広重の「山+S字」構図


 
 広重の「山+S字」構図とは、当ページの作者が勝手に作った言葉で、歌川広重の風景画に多く現れる、「上部に山、その下にS字状に流れる水の流れ(川や海)」という構図である。
 
 発見のきっかけは、「諸国六十余州名所図会」に含まれる次の2つの絵の構図が非常に似通っていたことである。


駿河 美保の松原
出羽 最上川

 左の絵は、諸国六十余州名所図会の「駿河 美保の松原」、右は同じく「出羽 最上川 月山遠望」である。左の絵では、上部に富士山が配置され、その下に駿河湾が広がるが、それが美保の松原で区切られてS字を構成している。右の絵では、上部に月山が配置され、その下には最上川がS字状に蛇行する。

 この2つだけなら、単なる偶然かも知れないが、他にも似たような構図のものは多く見つけることができる。たとえば次の絵を見て欲しい。

四ツ木通用水引ふね
南品川鮫洲海岸
 
 左は、「名所江戸百景」の「四ツ木通用水引ふね」、右は同じく「南品川鮫洲海岸」である。左の絵は、何もいうことはないこの構図の典型である。山は筑波山らしい。右は、川ではなく海であるが、海苔ひびによって変わった海の色の境目が見事にS字を構成している。ついでに、遠景の同じく筑波山にかかる雁の群もまたS字を描いている。

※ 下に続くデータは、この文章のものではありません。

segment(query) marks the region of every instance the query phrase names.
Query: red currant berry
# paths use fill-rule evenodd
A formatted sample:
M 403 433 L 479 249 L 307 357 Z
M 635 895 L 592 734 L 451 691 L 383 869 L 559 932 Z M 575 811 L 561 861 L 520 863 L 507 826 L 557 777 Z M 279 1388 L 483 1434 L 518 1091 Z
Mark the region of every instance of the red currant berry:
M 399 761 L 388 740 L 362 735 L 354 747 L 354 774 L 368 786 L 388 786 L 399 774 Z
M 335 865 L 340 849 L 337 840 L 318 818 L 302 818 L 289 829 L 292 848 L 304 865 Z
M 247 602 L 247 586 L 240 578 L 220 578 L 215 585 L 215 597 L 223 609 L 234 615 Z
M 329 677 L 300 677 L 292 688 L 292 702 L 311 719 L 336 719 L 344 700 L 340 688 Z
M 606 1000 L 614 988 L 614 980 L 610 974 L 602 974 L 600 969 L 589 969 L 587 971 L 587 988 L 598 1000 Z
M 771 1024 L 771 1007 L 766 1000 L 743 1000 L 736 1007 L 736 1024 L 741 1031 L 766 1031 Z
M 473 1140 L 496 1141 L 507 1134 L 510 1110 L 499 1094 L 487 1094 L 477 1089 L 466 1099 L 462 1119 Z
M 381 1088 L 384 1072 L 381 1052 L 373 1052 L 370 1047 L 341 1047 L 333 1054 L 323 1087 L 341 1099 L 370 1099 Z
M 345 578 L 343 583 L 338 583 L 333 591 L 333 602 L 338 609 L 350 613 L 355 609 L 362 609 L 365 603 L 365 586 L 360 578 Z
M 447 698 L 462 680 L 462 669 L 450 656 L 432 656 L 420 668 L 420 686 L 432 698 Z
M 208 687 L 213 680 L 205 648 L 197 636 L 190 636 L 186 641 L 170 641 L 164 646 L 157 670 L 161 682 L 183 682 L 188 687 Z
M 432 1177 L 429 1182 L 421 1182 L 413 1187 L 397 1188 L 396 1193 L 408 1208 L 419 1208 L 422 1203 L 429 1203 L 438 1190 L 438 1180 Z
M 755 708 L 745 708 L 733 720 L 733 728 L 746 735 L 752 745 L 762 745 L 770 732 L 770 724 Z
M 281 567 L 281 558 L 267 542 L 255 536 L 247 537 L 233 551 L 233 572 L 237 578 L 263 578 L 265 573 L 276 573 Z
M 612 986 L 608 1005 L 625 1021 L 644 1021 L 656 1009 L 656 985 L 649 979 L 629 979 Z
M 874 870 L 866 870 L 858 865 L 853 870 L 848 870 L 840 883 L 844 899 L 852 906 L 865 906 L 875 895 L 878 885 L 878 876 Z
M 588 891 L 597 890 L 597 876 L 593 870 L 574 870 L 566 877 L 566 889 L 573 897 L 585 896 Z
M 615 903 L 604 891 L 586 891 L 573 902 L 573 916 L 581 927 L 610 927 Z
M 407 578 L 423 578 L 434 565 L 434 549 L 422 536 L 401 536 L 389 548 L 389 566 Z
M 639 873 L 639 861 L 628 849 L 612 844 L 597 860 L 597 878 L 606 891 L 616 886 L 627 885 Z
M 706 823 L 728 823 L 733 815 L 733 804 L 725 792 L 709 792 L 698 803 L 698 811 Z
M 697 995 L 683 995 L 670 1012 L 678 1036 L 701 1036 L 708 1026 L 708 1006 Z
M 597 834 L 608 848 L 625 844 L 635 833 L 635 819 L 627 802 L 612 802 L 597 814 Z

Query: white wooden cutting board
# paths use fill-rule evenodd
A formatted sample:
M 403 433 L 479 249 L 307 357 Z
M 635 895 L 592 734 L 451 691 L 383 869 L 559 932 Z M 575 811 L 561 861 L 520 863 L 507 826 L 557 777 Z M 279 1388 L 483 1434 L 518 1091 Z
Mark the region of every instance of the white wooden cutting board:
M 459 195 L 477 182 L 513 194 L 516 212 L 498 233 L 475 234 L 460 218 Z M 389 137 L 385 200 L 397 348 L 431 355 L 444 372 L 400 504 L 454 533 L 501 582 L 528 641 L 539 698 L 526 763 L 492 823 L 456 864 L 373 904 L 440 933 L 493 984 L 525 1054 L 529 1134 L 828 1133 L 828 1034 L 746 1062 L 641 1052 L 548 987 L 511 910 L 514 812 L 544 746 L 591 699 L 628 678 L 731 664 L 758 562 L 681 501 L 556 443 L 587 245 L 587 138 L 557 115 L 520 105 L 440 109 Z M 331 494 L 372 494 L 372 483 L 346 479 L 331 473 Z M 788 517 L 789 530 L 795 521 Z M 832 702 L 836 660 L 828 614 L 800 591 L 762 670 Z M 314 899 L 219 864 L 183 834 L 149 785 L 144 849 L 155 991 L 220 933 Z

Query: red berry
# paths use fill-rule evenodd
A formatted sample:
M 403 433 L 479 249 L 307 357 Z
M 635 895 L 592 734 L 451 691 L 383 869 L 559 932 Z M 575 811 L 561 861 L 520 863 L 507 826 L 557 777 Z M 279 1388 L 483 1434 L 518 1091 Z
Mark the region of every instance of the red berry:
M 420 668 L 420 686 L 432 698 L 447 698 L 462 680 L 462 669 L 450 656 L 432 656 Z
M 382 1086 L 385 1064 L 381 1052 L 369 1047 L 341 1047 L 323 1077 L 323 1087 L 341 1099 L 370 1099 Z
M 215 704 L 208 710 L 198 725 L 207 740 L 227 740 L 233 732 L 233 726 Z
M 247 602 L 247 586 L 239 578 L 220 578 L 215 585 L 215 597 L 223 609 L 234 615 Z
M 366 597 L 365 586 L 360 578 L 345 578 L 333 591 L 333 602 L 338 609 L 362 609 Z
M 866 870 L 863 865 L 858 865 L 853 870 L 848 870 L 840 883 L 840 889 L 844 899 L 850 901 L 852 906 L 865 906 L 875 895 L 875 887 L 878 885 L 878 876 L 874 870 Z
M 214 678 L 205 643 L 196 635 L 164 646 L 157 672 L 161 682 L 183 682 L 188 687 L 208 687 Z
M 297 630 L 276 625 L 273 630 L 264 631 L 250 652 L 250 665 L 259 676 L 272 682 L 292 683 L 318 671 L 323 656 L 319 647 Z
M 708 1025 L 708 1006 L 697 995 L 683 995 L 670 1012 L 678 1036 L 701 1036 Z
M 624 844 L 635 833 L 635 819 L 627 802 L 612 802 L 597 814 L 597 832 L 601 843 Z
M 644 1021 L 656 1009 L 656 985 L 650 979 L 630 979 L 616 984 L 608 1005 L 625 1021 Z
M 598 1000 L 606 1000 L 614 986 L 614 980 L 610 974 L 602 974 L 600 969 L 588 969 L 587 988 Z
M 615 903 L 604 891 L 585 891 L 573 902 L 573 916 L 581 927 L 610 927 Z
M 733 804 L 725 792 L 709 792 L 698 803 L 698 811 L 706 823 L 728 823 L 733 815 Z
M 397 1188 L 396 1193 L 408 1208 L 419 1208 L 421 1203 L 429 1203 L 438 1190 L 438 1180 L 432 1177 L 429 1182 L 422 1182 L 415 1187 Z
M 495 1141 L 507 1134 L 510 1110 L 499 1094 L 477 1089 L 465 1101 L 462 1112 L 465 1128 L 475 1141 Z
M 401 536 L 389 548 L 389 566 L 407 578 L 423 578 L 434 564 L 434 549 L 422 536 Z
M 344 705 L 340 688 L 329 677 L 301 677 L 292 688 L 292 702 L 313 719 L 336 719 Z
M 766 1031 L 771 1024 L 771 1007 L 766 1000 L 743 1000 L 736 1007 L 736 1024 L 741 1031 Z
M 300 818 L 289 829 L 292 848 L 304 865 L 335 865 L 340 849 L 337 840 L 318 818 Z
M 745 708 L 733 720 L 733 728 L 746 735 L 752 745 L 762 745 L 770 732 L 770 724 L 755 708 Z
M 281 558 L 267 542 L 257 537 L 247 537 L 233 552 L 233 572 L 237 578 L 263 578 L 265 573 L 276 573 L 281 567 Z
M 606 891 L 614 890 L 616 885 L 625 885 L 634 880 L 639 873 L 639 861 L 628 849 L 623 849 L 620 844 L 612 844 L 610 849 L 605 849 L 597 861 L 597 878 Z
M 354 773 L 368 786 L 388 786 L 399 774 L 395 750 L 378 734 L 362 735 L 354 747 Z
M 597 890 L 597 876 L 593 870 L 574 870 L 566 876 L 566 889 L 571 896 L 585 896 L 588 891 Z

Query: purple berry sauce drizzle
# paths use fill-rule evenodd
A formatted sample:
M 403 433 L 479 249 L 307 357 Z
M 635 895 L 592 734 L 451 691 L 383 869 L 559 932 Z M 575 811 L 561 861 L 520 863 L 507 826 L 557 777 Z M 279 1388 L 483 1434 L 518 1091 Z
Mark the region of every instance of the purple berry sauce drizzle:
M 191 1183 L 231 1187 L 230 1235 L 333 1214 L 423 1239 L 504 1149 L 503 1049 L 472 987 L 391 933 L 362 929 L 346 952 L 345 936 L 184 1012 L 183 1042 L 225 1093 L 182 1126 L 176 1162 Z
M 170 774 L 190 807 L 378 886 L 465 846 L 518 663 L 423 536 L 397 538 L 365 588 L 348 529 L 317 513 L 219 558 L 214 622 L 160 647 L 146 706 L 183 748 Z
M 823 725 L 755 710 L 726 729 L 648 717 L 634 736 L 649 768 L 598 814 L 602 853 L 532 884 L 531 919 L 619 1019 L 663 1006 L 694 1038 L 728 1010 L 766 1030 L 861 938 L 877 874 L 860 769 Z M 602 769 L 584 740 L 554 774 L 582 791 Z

 以上は、基本的な「山+S字」構図だが、他にも「山+C字構図」とか、「山無し+S字」などの変形構図も多数存在する。絵画の構図としては、専門家ではないが、「山から川が流れてくる」自然さと、S字による画面上での動きを表現することができる、と言うことができる。「諸国六十余州名所図会」の絵の中には、広重が一度も訪れたことのない場所のものも多く含まれているらしい。そうした行ったことがない場所を書くのに、書き慣れた構図が多用された、ということができるのではないか。また、絵画とは直接関係ないが、いわゆる風水説でいう「蔵風得水」型の地形では、北に高い山、その南に広がる平野、平野の真ん中を流れる川、東西にも山、南は小高い丘、ということになる。(ソウルや奈良、京都などアジアの都にはこの地形が多い)広重の「山+S字」構図は、画面上部を北と仮定すれば(必ずしもそうではないが)、ある意味でこの蔵風得水型地形を無意識に描いている、とも言える。

追記:2001年8月21日

上掲の絵のうち、「四ツ木通用水引ふね」に登場する用水=曳舟川は、元々「亀有上水」という水道だったらしい。それが単なる用水路に格下げになったのは、偶然だがまさに「風水説」のせいらしい。振り袖火事などの大火が多発した江戸時代に、その原因が上水のせいにされたのである。つまり、こうした上水が大地を分断した結果、大地の気脈(エネルギー)が弱くなり、風をコントロールする力が弱まったため、火事が多く起きるようになったというのである。(当ページ作者は風水説の紹介をしているが、個人的には風水説は迷信以外の何ものでもないと思っている。)